Beautiful Minds: The parallel lives of great apes and dolphins
(Maddelan Beartzi and Craig Stanford, 351pp)
Great topic, not a particularly distinguished execution. Since I am not as familiar with the cetacean side of this ace double, I read that part with more interest, and did learn some interesting facts about the social/cultural diversity of dolphins. The layout of the book (very small pages, maybe 500 words/per) underscores how little there is here. The text is about what you'd expect from watching a Nature TV show, except there's no pictures, and at times, the language switches into technical jargon without any good explanation. Even though Harvard University Press has published many primatology classics (Frans De Waal and Jane Goodall, e.g.), this book is mediocre. About the time I was to make the transition to papa-hood, I bought Parenting for Primates, a book too weak (in part because of its focus on the psychoanalytical) to finish.

Tuesday, August 12, 2008

Proust was a neuroscientist
(Jonah Lehrer, 9;26)
The conceit of this collection of essays is that modernist artists anticipated important neuroscientific findings, and that reading their work can shed light on the newest experimental insights into the brain/mind. I found the pieces about the writers were the best and the ones on musicians were the weakest. Besides Proust, Virginia Woolf, Gertrude Stein and George Eliot, I also savored the piece on Auguste Escoffier, the architect of French cuisine.

Sunday, August 10, 2008

The 100 best vacations to enrich your life
(Pam Grout, 288pp)
Worth a skim, but mostly PR about various educational/craft-oriented camps. Useful as an initial guide, but not likely to provide the full skinny on which places live up to the promise.

Friday, August 08, 2008

Team of Rivals
(Doris Kearns Godwin, 9:29)
Great account of Lincoln's sudden rise to the Presidency, how his cabinet members all assumed they were his superior, and how he managed to harness their skills in spite of their failure to esteem him initially. I now want to read Lincoln's correspondence, since his wit sparkled in the quotes throughout.

Thursday, August 07, 2008

IDEO Method Cards

Don't know what to say about these. Great packaging of ideas, but not very hearty for nibbling on.

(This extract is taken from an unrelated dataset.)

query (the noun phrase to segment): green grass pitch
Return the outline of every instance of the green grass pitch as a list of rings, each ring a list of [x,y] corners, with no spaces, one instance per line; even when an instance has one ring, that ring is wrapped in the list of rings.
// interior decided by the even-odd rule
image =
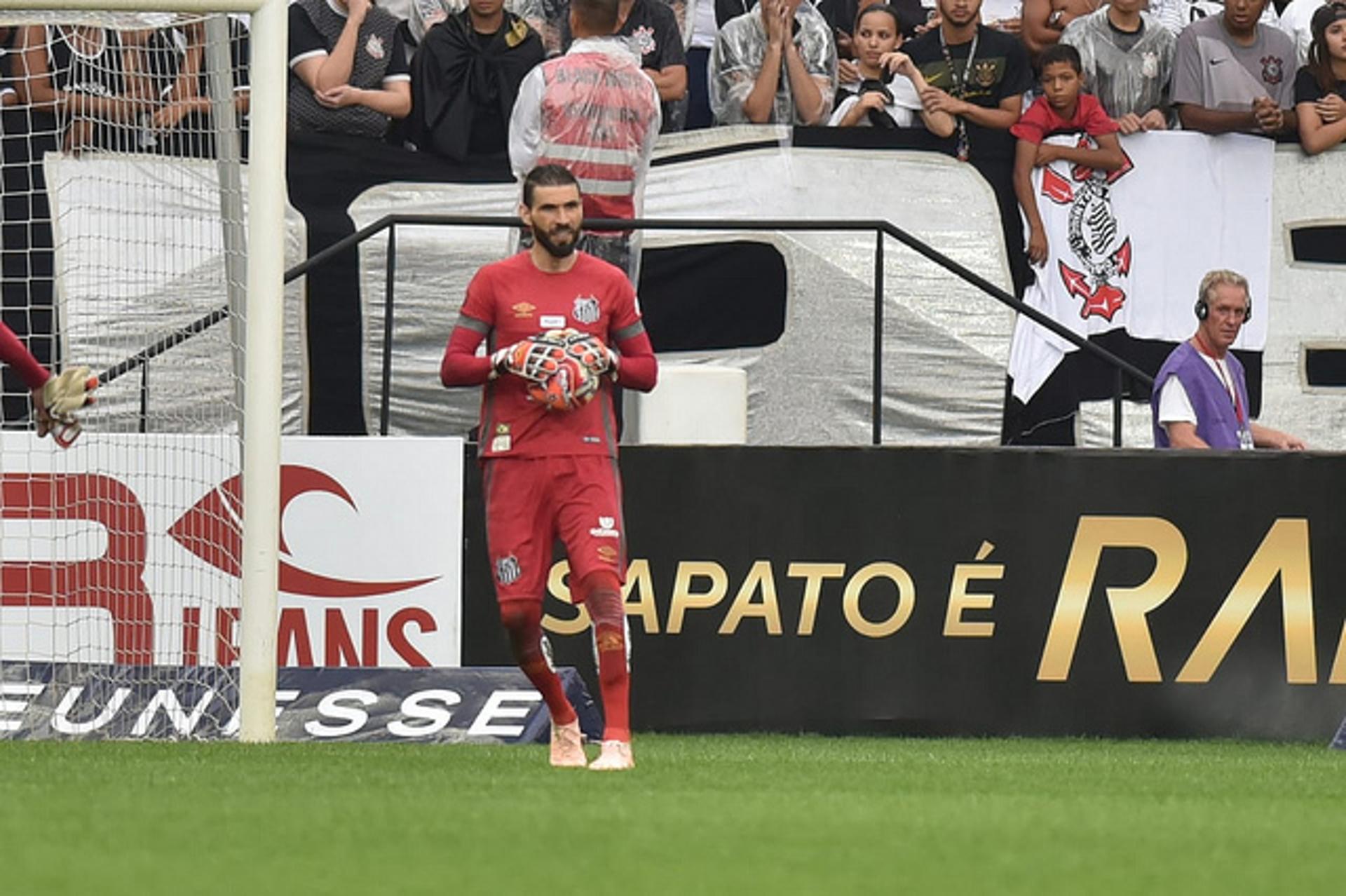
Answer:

Wednesday, August 06, 2008

Unaccustomed Earth
(Jhumpa Lahiri, 10:08)
Fine stories, woven together with sufficient art to be nearly a novel.

Friday, August 01, 2008

Shakespeare: The Seven Major Tragedies
(Harold Bloom, 9:24)
Bloom lectures extemporaneously here, and it's somewhat stimulating to hear him rhapsodize about Shakes. He imposes some pretty arbitrary (read: Freudian) mappings, for example, that Hamlet may have been Claudius' son, and that Brutus was widely reputed among the Romans to be Caesar's offspring. I have to confess, yet again, that I'm a Miltonist, born a generation too late to love Will most.